Lesson 2: Secure Your First Commitment Quickly

    Attaining your first commitment from customers is critical for validating your product's value. Aim to get your first commitment such as time, reputation, or a first dollar from a customer as swiftly as possibly. The trick here is to engage in research conversations WITHOUT mentioning your product. Identify individuals and customer segments that align with the problem you’re solving or value you are creating. Only once you've confirmed alignment, present your solution and secure a firm commitment. This could be an introduction that leverages the customer’s reputation, a time commitment such as piloting your early product to provide feedback, or a pre-order.

    Plural Policy, a tool to help small companies and nonprofits manage legislation, exemplifies this lesson. Damola, a cofounder, witnessed a real need through early conversations with nonprofit operators. These operators maintained a messy process of tracking legislation progress and managing action items, all on a spreadsheet. The team quickly developed a first iteration, or an MVP, that was slightly better than a spreadsheet. Within months, they secured agreements of $300/month, $1k/month, and $3k/month with a lean, crisp product.

Lesson 3: Build Your Team and Tribe

    Success in entrepreneurship is seldom a solo endeavor. You must  surround yourself with a strong team including a co-founder with who you can be brutally honest with, advisors that form your braintrust to help guide your strategies, and technical co-founders or early hires who share your vision. Most notably, one of the great benefits of failing successfully is you build a rolodex of people that you take with you from one venture to the next.

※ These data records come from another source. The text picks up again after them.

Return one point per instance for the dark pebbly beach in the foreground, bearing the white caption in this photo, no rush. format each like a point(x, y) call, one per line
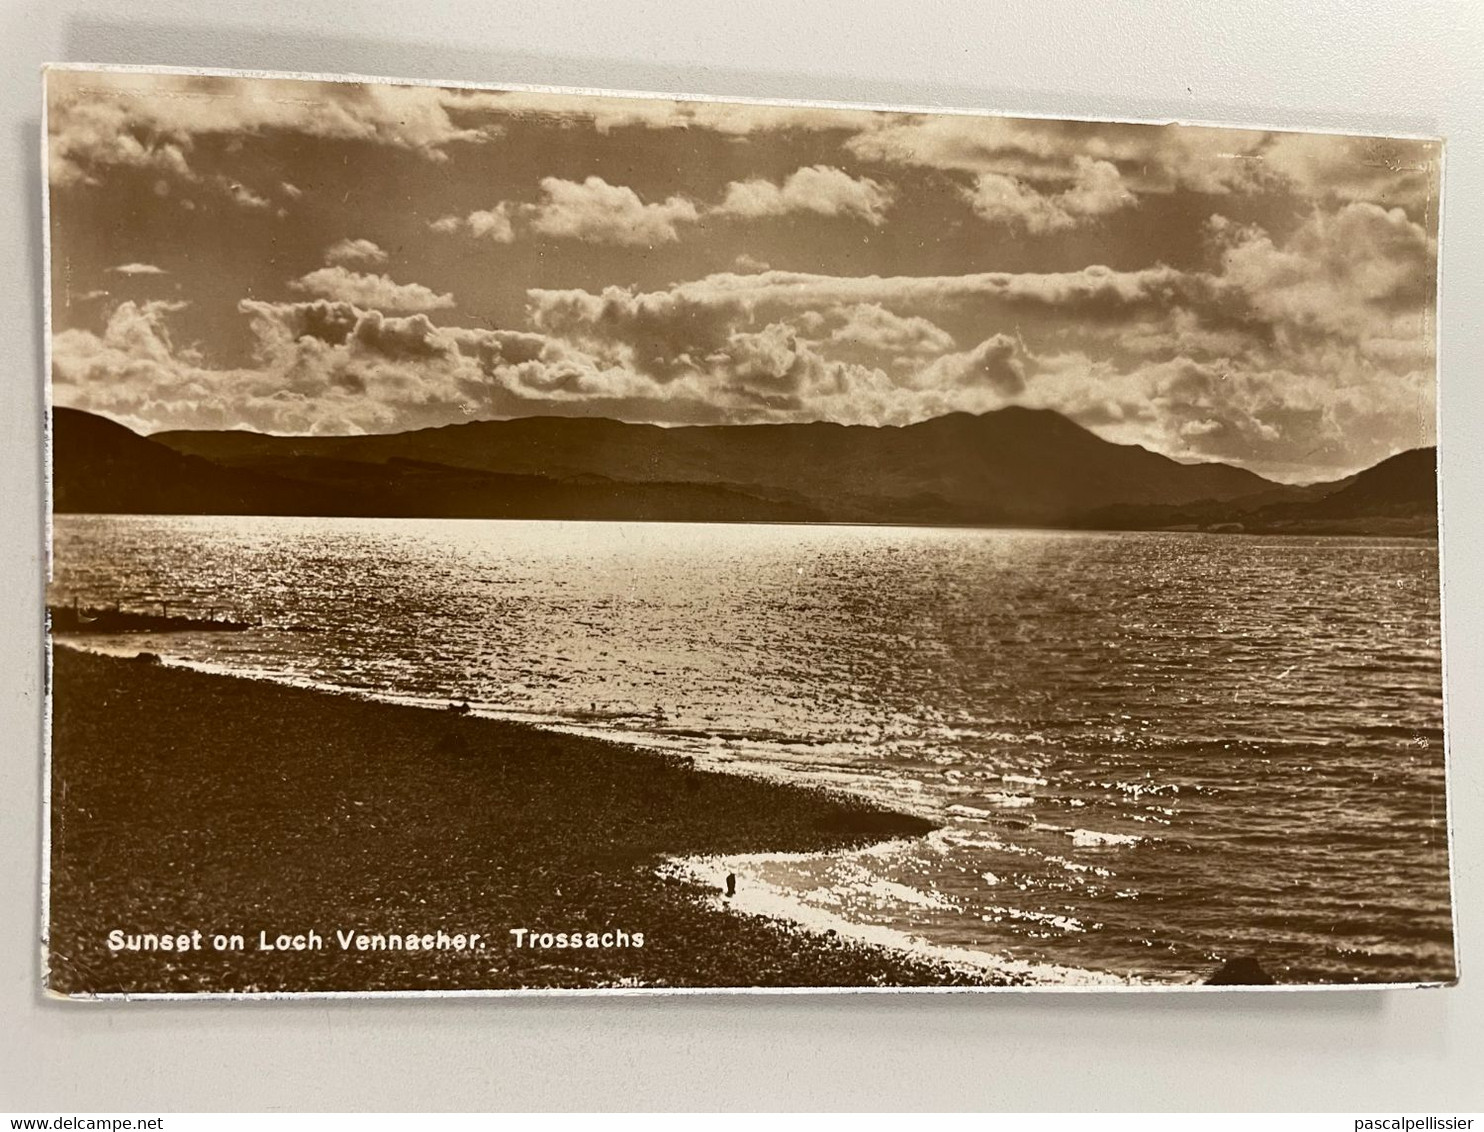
point(188, 802)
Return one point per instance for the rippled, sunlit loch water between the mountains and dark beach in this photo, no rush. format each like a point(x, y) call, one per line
point(1149, 751)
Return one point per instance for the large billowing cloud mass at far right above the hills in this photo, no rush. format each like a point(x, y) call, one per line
point(1305, 357)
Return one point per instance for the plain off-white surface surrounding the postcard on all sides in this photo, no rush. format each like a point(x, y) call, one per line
point(1365, 66)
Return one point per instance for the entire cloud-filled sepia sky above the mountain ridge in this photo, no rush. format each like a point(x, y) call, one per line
point(306, 257)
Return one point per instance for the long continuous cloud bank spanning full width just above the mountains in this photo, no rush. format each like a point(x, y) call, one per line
point(1299, 352)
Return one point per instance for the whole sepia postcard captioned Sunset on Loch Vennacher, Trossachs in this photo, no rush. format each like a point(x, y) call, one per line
point(525, 541)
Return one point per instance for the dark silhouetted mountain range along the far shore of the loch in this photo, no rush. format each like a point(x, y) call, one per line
point(1013, 467)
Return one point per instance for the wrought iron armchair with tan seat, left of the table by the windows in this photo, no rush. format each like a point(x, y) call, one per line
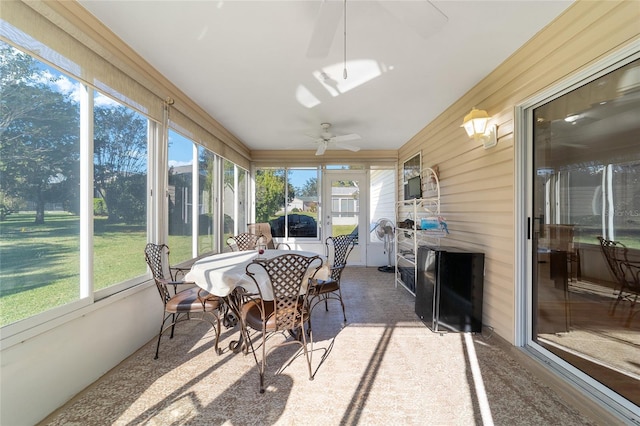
point(180, 304)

    Reflecting on my journey, long-term relationships have been integral. To this day, I continue to work alongside some of the same individuals whom I've shared common goals with since freshman year in college. To maintain working relationships and friendships, trust is paramount. To do so, it is important to keep front and center how each person’s individual goals and interests shift during the process of building. You must then trust them to grow and take on new responsibilities of interest, as the organization also grows and expands. Also at times, people outgrow the product they’ve helped build, and that’s okay. Champion the growth. If you truly make a space for people to feel great about doing their best work, when opportunities present themselves, people will often aim to return to spaces where they’ve felt challenged, cherished, and respected.

    In the ever-evolving landscape of entrepreneurship, these three lessons have been instrumental in shaping my entrepreneurial journey. Find innovative ways to test the theses your company is founded on, secure commitments quickly, and build a strong team and tribe. Armed with these insights, you can navigate the challenges of entrepreneurship and increase your odds of long-term success.